Ci sono in giro un sacco di persone litigiose, rancorose, illividite da qualche frustrazione, desiderose di vendicarsi o sfogarsi su qualcun altro. Le loro frustrazioni sono a volte motivate, altre no. Gli oggetti dei loro sfoghi sono a volte congrui, altre no. Ma la cosa che mi fa impressione è la diffusione del livore.
A un certo punto qualcuno cominciò a magnificare le virtù dell’indignazione: dapprima aveva forse un senso, a difesa dall’indifferenza e dal quieto vivere. Poi l’indignazione divenne uniforme permanente, bandiera da taschino, tic. Dilagarono le frasi fatte: “io sono uno che sa ancora indignarsi…”, eccetera. L’indignazione si scatenò contro tutto e tutti, perdendo il senso della misura, confondendo gravità e stupidaggini.
Oggi è pieno di gente che si indigna, che si incazza, che alza la voce, contro i pretesi soprusi arbitrali, contro le ZTL, contro i reality show, contro le opere di Cattelan, contro un articoletto a pagina 34, contro il divieto di fumo, e altre mille. Non sono ipocriti, non sono tromboni (anche se spesso il loro rancore è incanalato da certi trombone-à-penser): si incazzano sul serio. Ci stanno male. Dove andremo a finire.

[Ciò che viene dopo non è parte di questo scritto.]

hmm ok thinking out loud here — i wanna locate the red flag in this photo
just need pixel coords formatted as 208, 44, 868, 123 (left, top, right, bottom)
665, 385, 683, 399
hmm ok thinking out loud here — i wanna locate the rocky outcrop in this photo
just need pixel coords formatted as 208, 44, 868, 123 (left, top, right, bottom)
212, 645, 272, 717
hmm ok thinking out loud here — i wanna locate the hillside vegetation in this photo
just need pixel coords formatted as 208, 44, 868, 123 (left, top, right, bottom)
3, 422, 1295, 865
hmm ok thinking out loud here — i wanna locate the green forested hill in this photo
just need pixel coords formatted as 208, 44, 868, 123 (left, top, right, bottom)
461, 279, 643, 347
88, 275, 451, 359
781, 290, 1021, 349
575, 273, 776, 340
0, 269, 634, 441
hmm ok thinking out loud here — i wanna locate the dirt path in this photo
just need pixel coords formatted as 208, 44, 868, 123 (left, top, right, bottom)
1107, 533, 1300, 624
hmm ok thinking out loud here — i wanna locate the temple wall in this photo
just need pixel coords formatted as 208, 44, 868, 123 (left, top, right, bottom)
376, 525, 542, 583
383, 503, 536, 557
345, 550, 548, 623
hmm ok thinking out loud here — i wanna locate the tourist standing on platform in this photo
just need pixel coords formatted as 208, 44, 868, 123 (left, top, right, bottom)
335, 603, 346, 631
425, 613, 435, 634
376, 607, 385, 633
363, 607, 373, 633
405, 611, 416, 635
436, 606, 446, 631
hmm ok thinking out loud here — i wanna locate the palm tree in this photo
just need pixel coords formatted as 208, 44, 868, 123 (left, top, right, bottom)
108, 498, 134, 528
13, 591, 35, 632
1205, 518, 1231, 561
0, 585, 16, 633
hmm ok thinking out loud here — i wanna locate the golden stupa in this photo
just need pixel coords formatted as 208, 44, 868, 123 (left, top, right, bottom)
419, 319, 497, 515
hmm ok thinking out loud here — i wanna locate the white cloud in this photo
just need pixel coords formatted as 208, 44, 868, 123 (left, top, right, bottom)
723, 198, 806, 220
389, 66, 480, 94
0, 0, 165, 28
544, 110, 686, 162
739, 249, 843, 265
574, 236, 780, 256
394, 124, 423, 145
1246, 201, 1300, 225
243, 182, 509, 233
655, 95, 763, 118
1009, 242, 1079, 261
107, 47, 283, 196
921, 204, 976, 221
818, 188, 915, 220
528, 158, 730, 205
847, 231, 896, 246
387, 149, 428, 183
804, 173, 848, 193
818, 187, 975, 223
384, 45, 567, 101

Ci sono dentro un istinto naturale a pensare che ti stanno fregando, e una regressione conservatrice di certe persone di sinistra unito al solido benpensantismo di certe persone di destra. E un conformismo inconsapevole verso alcune opinioni maggiori. E probabilmente molte altre cose. Ma è sempre stato così? La gente è antropologicamente incazzata?